I have two functions, $f:\mathbb{Q}\to\mathbb R_+$ given by $f(x) = \frac{1}{5} \sin{\left (\pi x \right )} + 4 $, and $g:\mathbb{Z_+}\to\mathbb{Q}$ given by $g(x) = - \frac{7 x}{2}$. I needed to find the composite function $h(x)=f(g(x))$
and I got the following result: $\frac{1}{5}\sin \left(-\frac{7\pi x}{2}\right)+4$
I know that the function above is not injective since h[1] = h[5] but why isn't this function surjective?
It's not surjective because there are real numbers that you can't get as a result of this function. $\sin(y)$ is between $-1$ and $1$, so you can't get any result outside the range $[4-\frac15,4+\frac 15]$. In fact you can't get most results inside that range either, since $h(n+4)=h(n)$ means that it actually only takes four different values.
It's not surjective because it's a function between $\mathbb Z_+$ and $\mathbb R_+$. We know that $|\mathbb Z_+| < |\mathbb R_+|$, so there can't be any surjection from the smaller set to the larger.
Another way to actually show that your function is not surjective is to show that $f(g(x))\leq \frac92$, therefore there is no element $x\in\mathbb Z_+$ such that $f(g(x))=10$.
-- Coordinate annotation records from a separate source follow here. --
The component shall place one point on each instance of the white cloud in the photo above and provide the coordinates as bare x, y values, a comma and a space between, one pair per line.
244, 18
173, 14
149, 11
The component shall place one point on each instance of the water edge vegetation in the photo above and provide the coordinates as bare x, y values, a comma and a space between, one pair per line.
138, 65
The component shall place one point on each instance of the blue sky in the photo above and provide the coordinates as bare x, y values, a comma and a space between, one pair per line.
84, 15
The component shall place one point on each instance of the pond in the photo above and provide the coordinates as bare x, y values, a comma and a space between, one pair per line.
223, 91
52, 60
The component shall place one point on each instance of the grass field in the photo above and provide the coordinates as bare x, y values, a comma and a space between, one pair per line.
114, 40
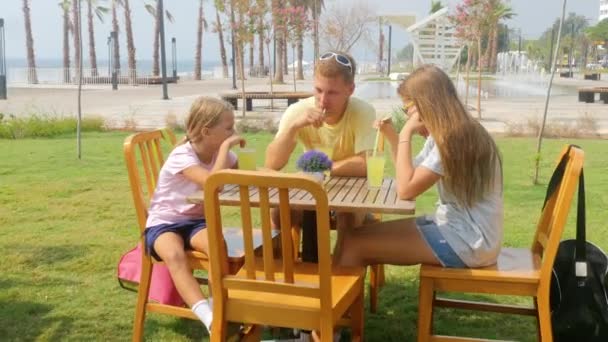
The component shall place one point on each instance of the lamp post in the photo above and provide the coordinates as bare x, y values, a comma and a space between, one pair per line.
233, 61
174, 57
163, 59
390, 35
2, 62
112, 60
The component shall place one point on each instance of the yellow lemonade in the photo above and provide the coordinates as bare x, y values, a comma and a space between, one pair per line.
246, 158
375, 170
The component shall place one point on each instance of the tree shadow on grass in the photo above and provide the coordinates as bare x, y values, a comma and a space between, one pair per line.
397, 316
29, 321
42, 255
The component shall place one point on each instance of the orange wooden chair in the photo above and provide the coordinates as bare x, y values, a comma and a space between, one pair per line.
282, 291
518, 272
376, 274
143, 175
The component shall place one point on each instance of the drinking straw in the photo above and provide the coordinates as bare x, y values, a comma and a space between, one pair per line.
383, 120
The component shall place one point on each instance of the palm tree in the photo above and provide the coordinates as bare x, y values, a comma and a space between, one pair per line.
201, 24
498, 12
99, 12
65, 8
130, 43
32, 76
219, 7
280, 39
154, 11
115, 28
75, 32
315, 7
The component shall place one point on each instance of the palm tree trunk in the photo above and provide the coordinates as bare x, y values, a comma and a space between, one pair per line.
542, 126
115, 28
284, 54
156, 44
261, 46
76, 36
315, 28
130, 44
251, 50
488, 52
66, 44
278, 36
479, 79
220, 33
32, 76
468, 67
198, 59
92, 53
300, 75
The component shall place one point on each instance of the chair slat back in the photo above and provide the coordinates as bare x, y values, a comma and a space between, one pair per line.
278, 274
555, 213
144, 158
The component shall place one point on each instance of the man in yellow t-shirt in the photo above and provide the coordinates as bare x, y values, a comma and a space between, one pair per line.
333, 121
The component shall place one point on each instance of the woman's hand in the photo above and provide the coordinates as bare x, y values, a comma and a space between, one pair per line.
413, 125
233, 141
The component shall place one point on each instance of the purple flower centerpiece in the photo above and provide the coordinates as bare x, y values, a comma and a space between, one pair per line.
315, 163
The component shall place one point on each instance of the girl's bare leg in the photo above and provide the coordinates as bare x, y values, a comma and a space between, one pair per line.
170, 247
391, 242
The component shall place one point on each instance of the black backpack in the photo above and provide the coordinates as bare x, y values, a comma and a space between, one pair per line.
579, 302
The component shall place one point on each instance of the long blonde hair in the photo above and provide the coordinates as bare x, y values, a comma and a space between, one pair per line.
204, 112
468, 153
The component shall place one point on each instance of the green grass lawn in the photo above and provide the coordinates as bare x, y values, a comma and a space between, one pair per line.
65, 223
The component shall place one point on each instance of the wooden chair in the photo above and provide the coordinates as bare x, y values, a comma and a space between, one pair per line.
143, 175
283, 291
376, 272
518, 272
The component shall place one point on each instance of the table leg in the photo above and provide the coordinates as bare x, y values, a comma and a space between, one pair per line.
309, 237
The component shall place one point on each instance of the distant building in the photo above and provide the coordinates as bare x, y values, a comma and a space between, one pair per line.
603, 10
435, 41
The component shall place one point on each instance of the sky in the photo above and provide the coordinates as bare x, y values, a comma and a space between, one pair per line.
533, 17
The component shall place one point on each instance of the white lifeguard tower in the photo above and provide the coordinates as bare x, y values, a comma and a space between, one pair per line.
434, 41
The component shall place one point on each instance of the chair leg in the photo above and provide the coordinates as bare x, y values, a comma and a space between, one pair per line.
296, 238
357, 318
544, 317
373, 287
142, 297
425, 309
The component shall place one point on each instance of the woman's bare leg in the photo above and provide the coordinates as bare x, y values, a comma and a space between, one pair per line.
391, 242
170, 247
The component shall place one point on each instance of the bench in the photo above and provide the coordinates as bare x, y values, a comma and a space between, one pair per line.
291, 96
593, 76
587, 94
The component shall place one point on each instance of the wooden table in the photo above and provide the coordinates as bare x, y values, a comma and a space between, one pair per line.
345, 194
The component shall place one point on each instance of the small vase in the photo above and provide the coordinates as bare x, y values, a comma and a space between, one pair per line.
319, 176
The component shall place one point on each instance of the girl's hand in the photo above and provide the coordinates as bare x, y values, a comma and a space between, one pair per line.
413, 125
385, 125
233, 141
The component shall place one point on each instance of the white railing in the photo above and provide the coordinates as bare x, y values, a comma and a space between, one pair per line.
61, 76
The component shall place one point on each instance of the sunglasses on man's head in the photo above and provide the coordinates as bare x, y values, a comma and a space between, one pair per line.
343, 60
407, 106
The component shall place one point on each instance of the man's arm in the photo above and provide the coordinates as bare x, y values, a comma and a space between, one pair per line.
279, 150
354, 166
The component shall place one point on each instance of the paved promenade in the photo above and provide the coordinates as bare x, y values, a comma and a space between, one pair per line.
143, 107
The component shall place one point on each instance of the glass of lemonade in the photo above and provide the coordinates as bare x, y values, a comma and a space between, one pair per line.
375, 169
246, 158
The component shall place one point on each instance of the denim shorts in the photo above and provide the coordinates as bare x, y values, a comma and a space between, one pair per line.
440, 247
185, 229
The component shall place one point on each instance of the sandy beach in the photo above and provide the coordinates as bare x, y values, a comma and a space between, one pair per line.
142, 107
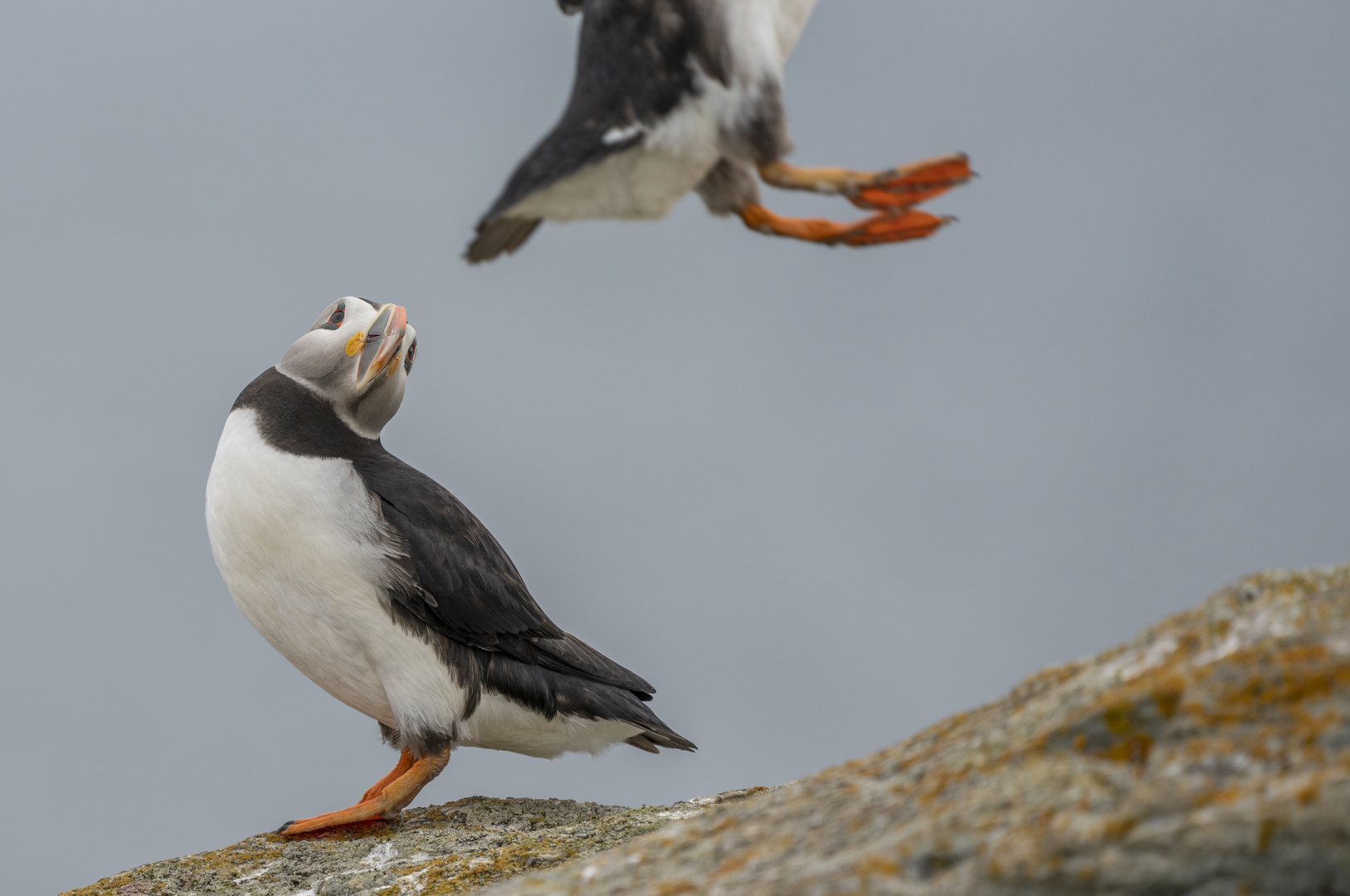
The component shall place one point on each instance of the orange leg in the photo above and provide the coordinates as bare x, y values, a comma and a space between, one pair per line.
885, 227
393, 796
898, 187
405, 762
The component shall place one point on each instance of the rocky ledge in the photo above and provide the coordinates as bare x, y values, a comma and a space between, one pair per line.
1207, 757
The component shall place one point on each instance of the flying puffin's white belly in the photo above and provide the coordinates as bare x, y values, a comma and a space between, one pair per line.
647, 180
296, 543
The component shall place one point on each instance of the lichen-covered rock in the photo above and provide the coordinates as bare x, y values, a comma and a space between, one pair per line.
441, 849
1208, 757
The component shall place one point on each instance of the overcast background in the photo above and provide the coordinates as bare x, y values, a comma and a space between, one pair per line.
820, 497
Hint. For all $x\in V\subset\mathbb{R}$ it holds that $$-1 \leq \sin(x)\leq 1$$ Hence we have that $$-\frac15+4\leq \frac15\sin(\pi g(x)) + 4\leq \frac15+4$$ and therefore $$\frac{19}{5}\leq f(g(x))\leq \frac{21}{5}$$
Now consider any value outside that range.
We have $h : \mathbb{Z}_+ \to \mathbb{R}_+$, a surjective function $h$ would for every $y \in \mathbb{R}_+$ have a $x \in \mathbb{Z}_+$ with $y = h(x)$.
This would mean that one could find an enumeration for $\mathbb{R}_+$, a surjective function $\varphi : \mathbb{N} \to \mathbb{R}_+$, which is not possible.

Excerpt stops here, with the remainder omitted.